NWHL Timeline Shifts With Season Six On Tap For January

In a year that’s proved fairly uncertain and full of spirals amid everyday life, the latest hit was to women’s hockey as professional sports look to make their returns. With that being said, after seeking opinion from public health experts, the league announced on Wednesday morning a change to their timeline due to COVID-19.

While citing the health and wellbeing of team personnel, players, fans and the community, the NWHL has now shifted their efforts to a full season schedule beginning in January. For the first time this coming season which will see the debut of the Toronto Six, the idea was to have 24 games played until direction was altered to mid-November.

Now, players face a longer wait as training camps were planning to get going in September. Given the latest curveball at hand, the league says its goal is to have the All-Star Game hosted, but not until after the Isobel Cup has been raised. Speaking of which, the cup was not awarded in May as the season finale in Boston was cancelled.

Michael Hetzel/NWHL

Speaking greater lengths of the championship, the current plan is for the Isobel Cup to be played in full with an end of March deadline. Given this drastic schedule change, the press release states that the league’s six teams will continue their focus on enhanced opportunities. This includes player development which will go on as planned despite a later puck drop.

For some, this has already started with the Toronto Six starting season prep early. Attendees on the ice at this time include Mikyla Grant-Mentis, Natalie Marcuzzi, Taylor Woods and Breanne Wilson-Bennett. Putting that note aside, these camps will include optional on-ice practices and off-ice training starting Sept. 21st. While this plan opens doors to all players, it will be followed by full team practices which will get going on October 19th.

Keeping in mind health and safety measures, the league said on Wednesday teams will strictly adhere to the protocols established by infectious disease experts. Not only that, but they will work closely with the NWHL’s medical team as well as officials who are based in each city.

Kate Frese/NWHL

Because of the number of cases that had hit different regions much harder than others, the league announced just three months back that they had suddenly formed a COVID-19 safety committee. This was the first step of an ongoing effort to strategically plan a safe return to the ice. While the committee was made up of executives which includes the involvement of the NWHL Players’ Association, the team is being led upfront by infectious disease experts and those in sports medicine.

To make a return to play possible, from NYU Langone Health are doctors Andrew Feldman, MD, and Guillem Gonzalez-Lomas, MD. NYU Langone Health is not only an official partner of the league, but they are one of the top teaching medical centers in America. Through the committee’s formation, their leading objective has been and continues to be creating a plan that’s beneficial to all parties. This of course being the case by ensuring the health of all fans and attendees.

In a statement from Dr. Gonzalez-Lomas, a Sports Health expert at NYU Langone Health, he said, “The Safety Committee has and will continue to prioritize NWHL player, staff, fan, and media safety above all else while adapting to the ever-changing COVID-19 situation. We are eager to meet the challenge ahead and do our utmost to safely return the athletes to the sport they love.”

Collin Nawrocki/NWHL

On the other end of this is Anya Packer, executive director of the NWHLPA. Speaking on the opposite end with regards to their involvement in the process and decision making, she said, “The NWHLPA is well-represented on the league’s COVID-19 committee. The PA has been included in all discussions in regards to player safety and league scheduling, and co-authored the overall return-to-play protocol. We feel our voices have been heard thus far and we will continue to ensure that the safety and well-being of the players is at the forefront of all discussions and formal protocols.”

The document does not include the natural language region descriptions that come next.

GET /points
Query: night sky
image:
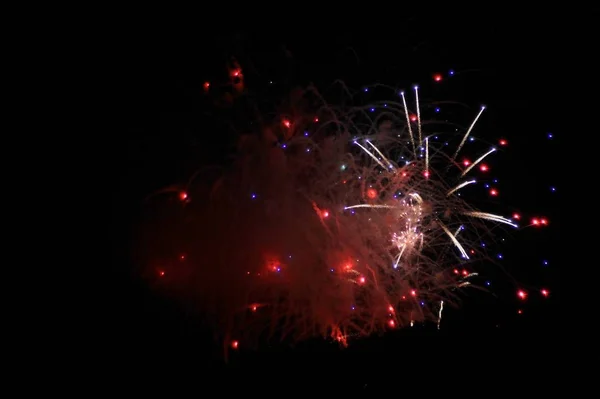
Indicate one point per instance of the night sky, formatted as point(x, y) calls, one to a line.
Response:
point(165, 116)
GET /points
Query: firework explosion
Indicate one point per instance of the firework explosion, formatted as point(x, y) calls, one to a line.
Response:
point(331, 222)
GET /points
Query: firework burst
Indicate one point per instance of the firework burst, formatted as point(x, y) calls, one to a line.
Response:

Along with her was Allie Thunstrom, 32-year-old forward with the Minnesota Whitecaps. As a committee member, no less, an active player, she said of these talks and the road blocks that led to them, “We are undoubtedly eager to get back on the ice and can’t wait for the season to start. However, we also recognize the challenges everyone faces by the global health crisis, and we want to ensure that not only are we protected but our fans, media, coaches, support staff, and arena personnel are protected as well. The league has done an awesome job at including us in these discussions. While a slight delay to the start of the season is tough, I feel strongly that everyone’s safety and health will continue to be at the forefront of all decisions. We will continue to practice and train in accordance with state, provincial, and league guidelines. When the time comes, we will be ready to battle for the Isobel Cup in Season 6 and to play for the best fans in the world.”

While the pandemic has presented its obstacles in having to take time to evaluate the circumstances, the league has worked months ahead to ensure for a seamless and safe return to the ice. With that being said, the NWHL mentioned that the next plan to come is with regards to safe protocols for in-season action. Additionally, the league also cites that announcements on arena capacity and ticket sales are set to be made at the start of next season. Every decision made has been in accordance with medical professionals and they plan to continue talks into the new year, this allowing season six to safely start at their discretion.